VLA/VLM Engineer - VinDynamics

Job Summary:

The VLA/VLM Engineer will design and deploy vision-language-action models that enable humanoid robots to perceive scenes, understand context, and execute actions intelligently. This role bridges computer vision, natural language processing, and decision-making — empowering robots to interpret human instructions, recognize behaviors, and perform real-world tasks safely and autonomously.

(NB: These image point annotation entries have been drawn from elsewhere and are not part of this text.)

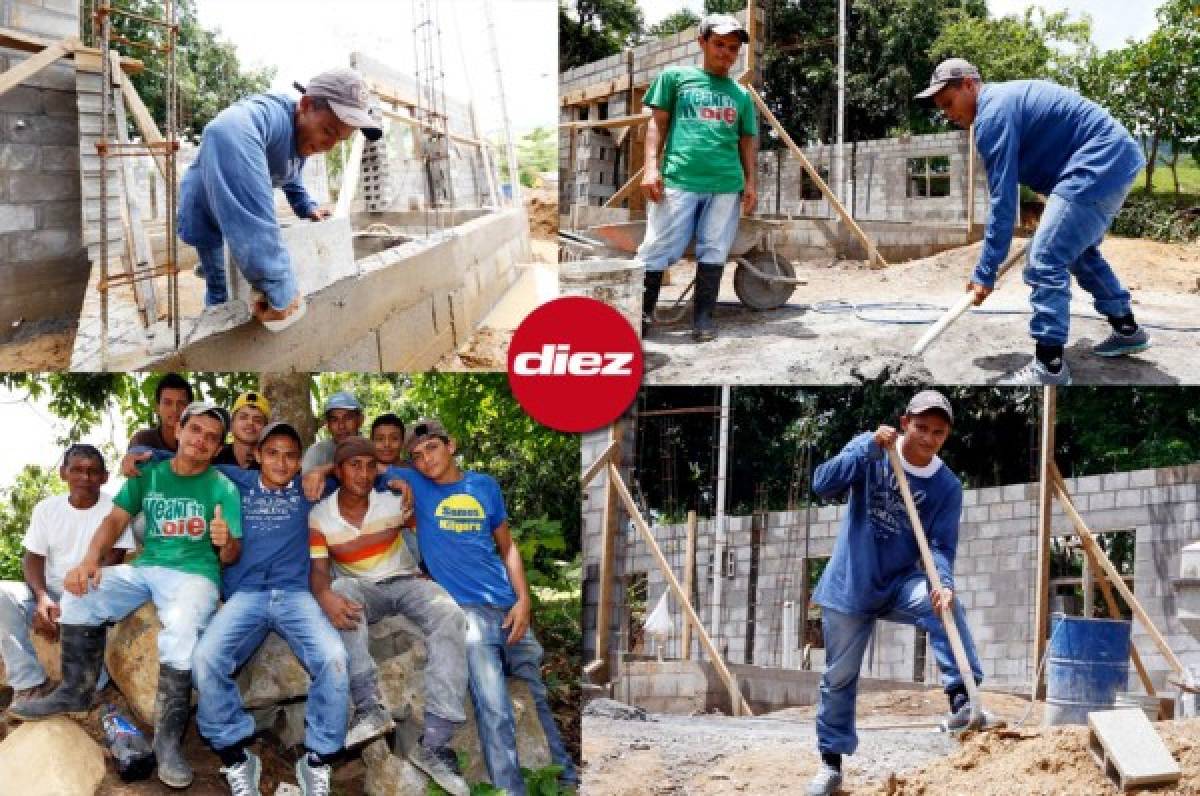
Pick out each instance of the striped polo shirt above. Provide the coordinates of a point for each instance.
(375, 551)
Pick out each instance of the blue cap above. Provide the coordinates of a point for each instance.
(342, 400)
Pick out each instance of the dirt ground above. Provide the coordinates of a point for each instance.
(711, 755)
(841, 325)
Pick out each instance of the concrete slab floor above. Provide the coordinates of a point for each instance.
(819, 337)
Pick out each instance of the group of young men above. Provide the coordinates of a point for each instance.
(257, 536)
(700, 178)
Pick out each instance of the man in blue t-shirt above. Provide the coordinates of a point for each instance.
(267, 591)
(875, 570)
(1073, 151)
(465, 542)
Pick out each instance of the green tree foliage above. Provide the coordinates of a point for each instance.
(994, 441)
(673, 23)
(888, 60)
(593, 29)
(209, 73)
(17, 503)
(1036, 45)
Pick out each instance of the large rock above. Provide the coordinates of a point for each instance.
(132, 658)
(51, 758)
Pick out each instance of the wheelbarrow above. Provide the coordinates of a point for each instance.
(762, 279)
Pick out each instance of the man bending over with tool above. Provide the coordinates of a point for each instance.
(1069, 149)
(228, 193)
(875, 570)
(707, 173)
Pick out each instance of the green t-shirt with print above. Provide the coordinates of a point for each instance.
(709, 115)
(178, 510)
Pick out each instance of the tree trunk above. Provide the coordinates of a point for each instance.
(291, 396)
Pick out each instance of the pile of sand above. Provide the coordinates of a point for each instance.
(1049, 761)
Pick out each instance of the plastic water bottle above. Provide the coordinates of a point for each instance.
(129, 747)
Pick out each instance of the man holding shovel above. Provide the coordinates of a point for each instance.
(707, 174)
(1072, 150)
(876, 573)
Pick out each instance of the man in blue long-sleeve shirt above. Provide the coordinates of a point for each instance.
(875, 572)
(247, 150)
(1073, 151)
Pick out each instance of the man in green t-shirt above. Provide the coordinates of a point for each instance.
(193, 526)
(711, 130)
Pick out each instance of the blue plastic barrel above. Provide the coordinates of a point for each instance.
(1086, 665)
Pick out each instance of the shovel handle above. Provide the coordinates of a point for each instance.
(947, 612)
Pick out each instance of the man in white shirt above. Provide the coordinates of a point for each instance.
(59, 532)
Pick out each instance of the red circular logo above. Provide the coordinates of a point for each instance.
(575, 364)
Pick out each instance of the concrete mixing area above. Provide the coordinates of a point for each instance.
(849, 322)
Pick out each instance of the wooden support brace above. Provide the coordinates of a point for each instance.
(35, 64)
(1102, 558)
(625, 190)
(873, 253)
(739, 705)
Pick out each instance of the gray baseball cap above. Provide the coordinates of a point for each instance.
(930, 401)
(342, 400)
(210, 410)
(721, 24)
(952, 69)
(348, 96)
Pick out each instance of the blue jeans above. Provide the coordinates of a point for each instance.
(237, 632)
(184, 602)
(489, 660)
(216, 289)
(846, 636)
(1068, 243)
(712, 219)
(17, 606)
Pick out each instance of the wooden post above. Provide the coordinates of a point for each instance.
(1042, 544)
(736, 700)
(1089, 540)
(689, 576)
(873, 253)
(607, 558)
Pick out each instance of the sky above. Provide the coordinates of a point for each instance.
(31, 431)
(304, 37)
(1113, 21)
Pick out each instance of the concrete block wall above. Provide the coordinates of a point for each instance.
(994, 572)
(42, 264)
(879, 189)
(467, 181)
(587, 186)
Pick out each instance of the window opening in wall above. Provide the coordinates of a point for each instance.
(813, 638)
(929, 177)
(1074, 586)
(635, 612)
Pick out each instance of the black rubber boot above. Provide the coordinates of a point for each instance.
(83, 654)
(171, 712)
(708, 286)
(651, 286)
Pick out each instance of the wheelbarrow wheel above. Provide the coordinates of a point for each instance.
(759, 293)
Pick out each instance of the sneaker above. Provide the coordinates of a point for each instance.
(1119, 345)
(827, 780)
(243, 778)
(1035, 375)
(367, 725)
(442, 766)
(313, 780)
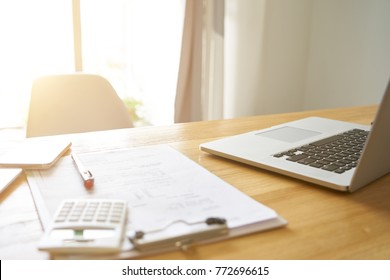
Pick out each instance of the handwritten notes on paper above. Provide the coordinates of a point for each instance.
(160, 184)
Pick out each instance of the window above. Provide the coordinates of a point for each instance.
(135, 44)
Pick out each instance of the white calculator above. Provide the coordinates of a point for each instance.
(86, 226)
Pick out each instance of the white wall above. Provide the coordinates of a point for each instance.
(349, 53)
(283, 56)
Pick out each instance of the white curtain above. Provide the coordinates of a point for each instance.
(275, 56)
(238, 65)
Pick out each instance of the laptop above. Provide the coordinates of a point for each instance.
(339, 155)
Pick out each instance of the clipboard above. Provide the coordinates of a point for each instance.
(197, 232)
(167, 211)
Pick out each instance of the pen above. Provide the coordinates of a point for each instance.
(85, 174)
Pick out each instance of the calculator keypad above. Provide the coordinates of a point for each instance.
(91, 212)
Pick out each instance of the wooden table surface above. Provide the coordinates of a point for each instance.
(323, 224)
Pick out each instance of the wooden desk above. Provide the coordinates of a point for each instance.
(323, 224)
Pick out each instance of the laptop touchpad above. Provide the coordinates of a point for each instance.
(289, 134)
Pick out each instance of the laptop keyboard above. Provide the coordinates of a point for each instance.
(337, 153)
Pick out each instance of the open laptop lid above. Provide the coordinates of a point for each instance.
(375, 158)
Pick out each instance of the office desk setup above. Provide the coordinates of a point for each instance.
(322, 223)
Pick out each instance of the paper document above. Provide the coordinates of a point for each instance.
(161, 185)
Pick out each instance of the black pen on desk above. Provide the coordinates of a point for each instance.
(85, 174)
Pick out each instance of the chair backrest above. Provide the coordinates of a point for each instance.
(74, 103)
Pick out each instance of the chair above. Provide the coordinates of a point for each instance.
(74, 103)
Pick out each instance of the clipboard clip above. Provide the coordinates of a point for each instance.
(199, 232)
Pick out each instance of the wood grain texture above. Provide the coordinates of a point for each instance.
(323, 224)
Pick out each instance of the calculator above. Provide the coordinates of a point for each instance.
(86, 226)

Position: Vision-Language-Action (VLA/VLM) Engineer
Department: AI application
Location: Gia Lam, Ha Noi
Reports to: Head of AI Application.

Key Responsibilities:

Design, train, and deploy vision-language-action models (VLA) that combine visual perception, language understanding, and robotic control.
Develop multimodal AI pipelines that process RGB/Depth video, LiDAR, and audio data for perception and reasoning
Implement VLMs (e.g., LLaVA, GPT-4V, BLIP-2, Florence-2, Kosmos-2, or Gemini-based models) for scene understanding and natural interaction with humans.
Integrate AI models with the humanoid robot’s control and decision layers, enabling the robot to interpret human commands and respond intelligently.
Build and optimize prompt-based reasoning and visual grounding systems for human-robot dialogue and situational awareness.
Conduct experiments in simulation and real-world environments to test perception–reasoning–action loops.
Collaborate with cross-functional teams (Vision, RL, Motion, Control, Conversation) to ensure seamless end-to-end integration.

Requirements:

Must Have:

Bachelor’s, Master’s, or PhD degree in Computer Science, Artificial Intelligence, Robotics, or a related field.
Strong programming skills in Python and C++; experience with PyTorch or TensorFlow.
Solid understanding of multimodal learning (vision + language + action) and transformer architectures (ViT, CLIP, BLIP, Flamingo, or LLaVA).
Hands-on experience training or fine-tuning VLMs or LLMs with vision input for image/video captioning, grounding, or reasoning.
Experience with dataset preparation and annotation for multimodal tasks (e.g., VQA, instruction-following, embodied navigation).
Knowledge of deployment and inference optimization on edge hardware such as NVIDIA Jetson, AGX Orin, or RTX platforms.
Familiarity with ROS/ROS2, real-time inference, and integrating AI perception modules into robotic systems.

Nice to Have:

Experience with Vision-Language-Action models (RT-2, OpenVLA, PaLM-E, or GR-1).
Research or publications in robotics, multimodal AI, or embodied intelligence (CVPR, ICRA, NeurIPS, CoRL, RSS).
Experience in robotic control via language (e.g., natural language navigation, human instruction following).
Understanding of reinforcement learning with multimodal feedback.
Familiarity with safety alignment and hallucination mitigation for large vision-language models.

Benefits:

Competitive salary and benefits package (open to salary negotiations).
Opportunities for professional development and career growth.
Flexible work arrangements.
A collaborative and innovative work environment where ideas are valued and creativity is encouraged.